La confiance est le fondement invisible d’un pays. Elle soutient tout : l’État de droit, l’économie, la coexistence démocratique. Lorsque la confiance est rompue, ce n’est pas seulement un lien symbolique qui est tranché : c’est toute la structure sur laquelle repose la vie communautaire qui s’effondre. Et le Chili érode ce fondement depuis des années sans vouloir l’admettre, même si la réalité le démontre chaque jour.

Le récent épisode impliquant les parlementaires Cristián Araya et Matías Walker, qui ont admis sans vergogne avoir reçu 1,7 million de pesos de Sergio Yáber, le conservateur du cadastre de Puente Alto, impliqué dans l’affaire de la « poupée biélorusse », est un signe de plus, sans équivoque, de la décadence publique qui a effacé toute frontière entre comportement contraire à l’éthique, immoralité et criminalité pure et simple.

Cette décadence civique ne s’est pas produite du jour au lendemain. Elle a mûri pendant des années au sein d’un écosystème politique qui a normalisé la protection des entreprises, les faveurs réciproques, les accords tacites et l’opacité dans la nomination des principaux responsables : juges de la Cour suprême, juges des cours d’appel, procureurs nationaux et régionaux, notaires, officiers d’état civil et fonctionnaires. L’élite politique et juridique s’est de plus en plus retranchée dans une logique d’autoprotection qui a fini par effacer toute limite. Ce qui était autrefois une faute éthique est devenu une pratique courante. L’immoralité a été justifiée au nom du « jugement politique ». Et les crimes ont commencé à être dissimulés sous le couvert de simples « erreurs ».

Dans ce contexte, il est pertinent de se demander si le Chili ne s’apprête pas à conclure un pacte similaire à celui de 2015, lorsque le procureur national, Jorge Abbott, fut nommé dans le but concret de mettre fin aux enquêtes sur le financement illégal des campagnes électorales, et que le directeur du Service des impôts (SII) quitta afin d’éviter que de nouvelles plaintes ne viennent perturber le bon fonctionnement du pays. Le système “argent et politique » fut alors quasiment anéanti. Dans la plupart des cas, il fut décidé de ne pas poursuivre les affaires, et lors du plus long procès de l’histoire récente, deux juges avancèrent des arguments tout à fait grotesques : ils affirmèrent que Pablo Longueira n’avait pas agi en tant que fonctionnaire car il avait négocié une disposition légale favorable à une entreprise en utilisant sa messagerie personnelle et non celle du Sénat. Cette justification illustre de façon frappante le degré d’immoralité qui caractérise une grande partie du pouvoir au Chili.

Le problème n’est pas seulement éthique, il est structurel.

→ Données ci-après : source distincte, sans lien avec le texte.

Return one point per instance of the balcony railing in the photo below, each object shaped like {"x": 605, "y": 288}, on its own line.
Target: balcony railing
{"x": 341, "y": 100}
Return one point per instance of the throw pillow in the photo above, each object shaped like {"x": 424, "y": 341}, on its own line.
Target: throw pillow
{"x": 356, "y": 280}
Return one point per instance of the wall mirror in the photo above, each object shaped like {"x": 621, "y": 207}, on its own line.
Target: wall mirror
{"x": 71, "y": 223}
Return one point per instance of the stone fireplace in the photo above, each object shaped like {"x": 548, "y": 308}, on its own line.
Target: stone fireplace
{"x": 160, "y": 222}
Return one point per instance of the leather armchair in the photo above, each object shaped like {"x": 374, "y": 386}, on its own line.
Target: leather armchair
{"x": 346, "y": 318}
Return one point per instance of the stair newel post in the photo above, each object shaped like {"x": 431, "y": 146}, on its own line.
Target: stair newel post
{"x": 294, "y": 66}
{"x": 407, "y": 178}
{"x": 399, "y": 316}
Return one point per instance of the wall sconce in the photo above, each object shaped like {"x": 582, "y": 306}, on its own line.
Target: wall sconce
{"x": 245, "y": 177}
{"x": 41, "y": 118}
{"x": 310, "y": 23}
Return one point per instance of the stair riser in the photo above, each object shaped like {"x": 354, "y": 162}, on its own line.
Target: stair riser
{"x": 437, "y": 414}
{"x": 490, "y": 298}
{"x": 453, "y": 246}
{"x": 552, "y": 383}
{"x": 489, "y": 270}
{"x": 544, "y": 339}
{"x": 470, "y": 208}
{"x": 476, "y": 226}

Lorsque les autorités franchissent simultanément la ligne rouge entre l’éthique, l’immoralité et le crime, elles sapent l’état de droit de l’intérieur, en fragilisent les fondements et érodent sa légitimité. Et lorsque l’état de droit s’affaiblit, la confiance disparaît. Sans confiance, il n’y a ni investissement, ni innovation, ni croissance, ni stabilité, ni coexistence démocratique. Le risque pays réside dans la dégradation morale de ceux qui devraient protéger les institutions, et non les instrumentaliser à leur profit. Aujourd’hui, le risque pays se mesure à l’aune de la confiance.

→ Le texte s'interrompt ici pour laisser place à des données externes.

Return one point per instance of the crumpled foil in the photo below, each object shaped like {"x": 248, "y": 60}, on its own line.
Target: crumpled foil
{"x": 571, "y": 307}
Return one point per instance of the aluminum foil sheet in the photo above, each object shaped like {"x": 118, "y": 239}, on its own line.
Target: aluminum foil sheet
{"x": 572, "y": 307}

Rares sont ceux qui osent dénoncer ce déclin public. C’est pourquoi la voix de l’archevêque Fernando Chomali est si précieuse. Il a écrit : « Jeunes gens, je vous demande pardon pour le pays que nous vous avons laissé. La corruption, le trafic d’influence et l’impudence sont à l’origine de vos difficultés à étudier, à construire votre avenir et à garder espoir. Ils sont aussi la cause du discrédit de la politique. C’est douloureux ! »

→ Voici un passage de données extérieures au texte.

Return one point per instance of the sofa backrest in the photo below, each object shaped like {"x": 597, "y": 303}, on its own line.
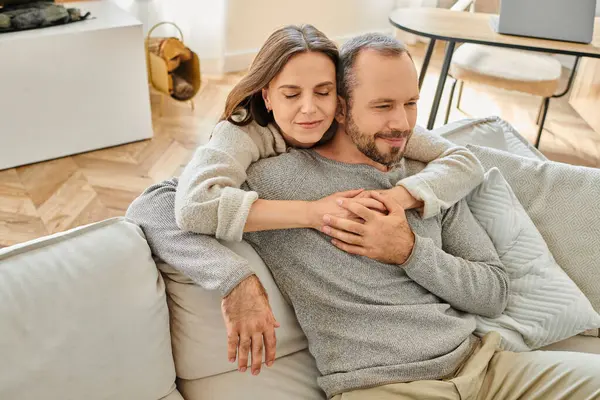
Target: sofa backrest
{"x": 83, "y": 315}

C’est douloureux, oui. Mais c’est encore plus douloureux de constater que cette honnête autocritique est l’exception, et non la règle. Les voix des partis politiques, des associations professionnelles, des chefs d’entreprise et des travailleurs manquent cruellement ; tout comme celle de la société civile, occultée par l’affaire des « fondations ».

Le Chili n’a pas seulement perdu la confiance : il a perdu son sens moral. Et lorsqu’un pays perd son sens moral, il perd aussi sa capacité à se projeter dans l’avenir. La dégradation éthique n’est pas un débat moralisateur : c’est le plus grand risque politique, économique et social de notre époque. Car lorsque les élites perdent leur conscience morale, le pays perd le cap.